The push on Capitol Hill began in 2009, after an investigation by the Government Accountability Office found hundreds of cases across the nation in which children were harmed or killed by the use of seclusion or restraints at schools and treatment centers. The office, which did not cite any cases at the Rotenberg Center, concluded that there were no federal laws in place to address the problem.
Miller's bill would have prohibited schools from using mechanical restraints or devices, which Judge Rotenberg Center administrators feared could have included their shock apparatus, Krenik said. The bill also would have limited the use of seclusion.

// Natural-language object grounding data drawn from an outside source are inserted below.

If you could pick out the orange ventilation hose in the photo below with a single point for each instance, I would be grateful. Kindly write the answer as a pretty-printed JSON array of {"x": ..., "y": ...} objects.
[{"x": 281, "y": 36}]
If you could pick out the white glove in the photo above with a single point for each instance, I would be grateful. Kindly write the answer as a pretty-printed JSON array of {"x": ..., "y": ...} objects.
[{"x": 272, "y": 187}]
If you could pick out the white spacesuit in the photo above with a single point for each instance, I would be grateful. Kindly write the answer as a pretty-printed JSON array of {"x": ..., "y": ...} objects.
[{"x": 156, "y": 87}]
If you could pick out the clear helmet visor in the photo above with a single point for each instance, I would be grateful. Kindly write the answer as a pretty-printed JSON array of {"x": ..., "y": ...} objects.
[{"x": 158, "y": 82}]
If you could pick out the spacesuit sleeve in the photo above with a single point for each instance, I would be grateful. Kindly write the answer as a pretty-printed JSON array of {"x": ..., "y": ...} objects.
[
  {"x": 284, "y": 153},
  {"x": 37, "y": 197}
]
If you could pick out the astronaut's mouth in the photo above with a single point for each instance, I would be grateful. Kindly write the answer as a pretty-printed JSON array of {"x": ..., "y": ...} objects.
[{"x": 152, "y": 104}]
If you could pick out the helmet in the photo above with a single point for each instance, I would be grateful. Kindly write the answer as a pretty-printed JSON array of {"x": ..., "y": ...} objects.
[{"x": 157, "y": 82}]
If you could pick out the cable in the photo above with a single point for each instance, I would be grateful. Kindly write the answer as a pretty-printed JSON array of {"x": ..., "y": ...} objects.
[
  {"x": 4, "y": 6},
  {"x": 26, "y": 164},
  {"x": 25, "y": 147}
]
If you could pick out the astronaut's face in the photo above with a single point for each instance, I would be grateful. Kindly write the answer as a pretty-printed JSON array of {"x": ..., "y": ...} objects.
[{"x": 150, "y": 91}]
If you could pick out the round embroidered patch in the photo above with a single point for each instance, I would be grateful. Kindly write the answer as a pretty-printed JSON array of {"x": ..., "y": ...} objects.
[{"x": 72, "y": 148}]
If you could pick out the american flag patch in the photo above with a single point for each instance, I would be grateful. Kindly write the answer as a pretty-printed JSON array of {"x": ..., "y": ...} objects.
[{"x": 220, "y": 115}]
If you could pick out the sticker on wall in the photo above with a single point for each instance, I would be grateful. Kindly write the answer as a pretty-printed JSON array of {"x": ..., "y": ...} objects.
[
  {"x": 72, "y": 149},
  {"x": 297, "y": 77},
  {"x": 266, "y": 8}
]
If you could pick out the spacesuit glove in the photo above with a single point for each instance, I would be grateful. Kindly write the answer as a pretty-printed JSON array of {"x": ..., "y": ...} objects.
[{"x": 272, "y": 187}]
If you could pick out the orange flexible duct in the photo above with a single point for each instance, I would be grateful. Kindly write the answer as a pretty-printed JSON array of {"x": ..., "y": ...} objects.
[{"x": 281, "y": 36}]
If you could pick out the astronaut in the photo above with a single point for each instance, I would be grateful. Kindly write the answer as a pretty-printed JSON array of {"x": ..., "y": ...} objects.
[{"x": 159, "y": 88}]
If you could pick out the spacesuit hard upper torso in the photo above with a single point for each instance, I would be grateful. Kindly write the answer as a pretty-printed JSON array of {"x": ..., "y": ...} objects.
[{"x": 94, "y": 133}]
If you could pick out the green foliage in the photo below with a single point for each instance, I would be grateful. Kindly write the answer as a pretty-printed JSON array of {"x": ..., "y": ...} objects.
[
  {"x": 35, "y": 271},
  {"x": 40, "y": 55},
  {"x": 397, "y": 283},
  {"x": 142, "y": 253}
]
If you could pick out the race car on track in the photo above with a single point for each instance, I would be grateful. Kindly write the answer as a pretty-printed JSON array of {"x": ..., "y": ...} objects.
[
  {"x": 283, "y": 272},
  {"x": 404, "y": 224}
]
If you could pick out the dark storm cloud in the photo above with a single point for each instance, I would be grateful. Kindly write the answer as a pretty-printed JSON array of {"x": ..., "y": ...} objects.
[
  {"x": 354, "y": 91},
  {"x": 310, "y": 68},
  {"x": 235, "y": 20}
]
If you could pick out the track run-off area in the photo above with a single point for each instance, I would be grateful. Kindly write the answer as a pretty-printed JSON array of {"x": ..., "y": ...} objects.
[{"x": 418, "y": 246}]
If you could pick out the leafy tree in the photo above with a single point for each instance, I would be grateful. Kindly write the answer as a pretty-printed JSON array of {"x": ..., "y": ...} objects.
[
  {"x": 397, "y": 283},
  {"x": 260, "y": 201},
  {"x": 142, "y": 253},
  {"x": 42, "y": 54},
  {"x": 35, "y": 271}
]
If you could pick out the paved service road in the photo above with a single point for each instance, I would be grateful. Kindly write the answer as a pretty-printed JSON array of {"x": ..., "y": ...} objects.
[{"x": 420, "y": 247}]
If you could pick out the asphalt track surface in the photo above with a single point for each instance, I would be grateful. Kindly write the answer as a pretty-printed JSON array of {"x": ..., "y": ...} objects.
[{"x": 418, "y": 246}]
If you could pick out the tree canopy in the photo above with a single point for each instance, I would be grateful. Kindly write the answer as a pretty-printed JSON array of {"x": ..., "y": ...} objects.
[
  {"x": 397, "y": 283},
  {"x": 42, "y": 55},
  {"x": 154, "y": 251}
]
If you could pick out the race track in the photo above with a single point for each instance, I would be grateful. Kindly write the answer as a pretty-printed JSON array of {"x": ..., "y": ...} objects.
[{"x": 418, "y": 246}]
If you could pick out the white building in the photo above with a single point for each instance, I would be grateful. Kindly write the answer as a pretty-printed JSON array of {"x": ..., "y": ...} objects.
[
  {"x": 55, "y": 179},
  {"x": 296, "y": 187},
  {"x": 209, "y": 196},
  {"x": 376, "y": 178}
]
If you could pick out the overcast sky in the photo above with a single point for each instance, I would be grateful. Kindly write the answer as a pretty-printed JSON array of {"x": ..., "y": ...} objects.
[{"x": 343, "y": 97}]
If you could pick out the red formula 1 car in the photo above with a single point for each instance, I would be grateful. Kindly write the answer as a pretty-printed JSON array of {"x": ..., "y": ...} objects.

Forty other legislators signed on as cosponsors, including Democratic representatives Barney Frank and Richard E. Neal of Massachusetts. The measure passed the House 262 to 153 in March 2010.
Aides to Senator John F. Kerry of Massachusetts said parents and students visited his office and asked that he not support the bill, but he was waiting to learn more about the legislation before taking a position on a new law. Kerry is opposed to using electric shocks for punishment.
"This is an inhumane form of discipline, and I'm particularly troubled by it when positive behavioral supports have been so successful,'' Kerry said in a statement. "I understand that there are ongoing state and federal investigations, and I hope they result in an end to this archaic practice.''
A spokeswoman for Senator Scott Brown of Massachusetts declined to say if he was lobbied by the center or what he thinks about the legislation or shock discipline.
The Judge Rotenberg Center serves 227 students and residents, including 145 school-age children. Roughly half have behavior and psychiatric issues, while the others are developmentally disabled. School districts in seven states and the District of Columbia send students to the school and pay annual tuition of $220,000 for each.
Matthew L. Israel, a student and devotee of Harvard behavioral psychologist B.F. Skinner, founded the school in 1971. For the first two decades, when nonphysical discipline failed, Israel used pinches, spankings, ammonia capsules, and white noise, among other methods. In the early 1990s, the center began using electric shocks, which it characterizes as "moderately painful.''
Electrodes attached to students' arms, legs, or torsos administer two-second shocks when activated remotely by teachers and supervisors. There are two levels of shocks, 60 volt and 66 volt, that transmit currents of 15 and 41 milliamps, on average. Tasers, by comparison, transmit between 2.1 and 3.9 milliamps on average, but for a much longer period than the shocks used at Rotenberg. Flammia said students' inclusion in the program must first be approved by parents or legal guardians and a judge.
Nevertheless, critics contend that shocks are barbaric and are given for seemingly minor infractions like swearing or not paying attention.
"If it was so good, everybody else would be doing it,'' said Barbara Trader, executive director of TASH, a disabled rights group in Washington.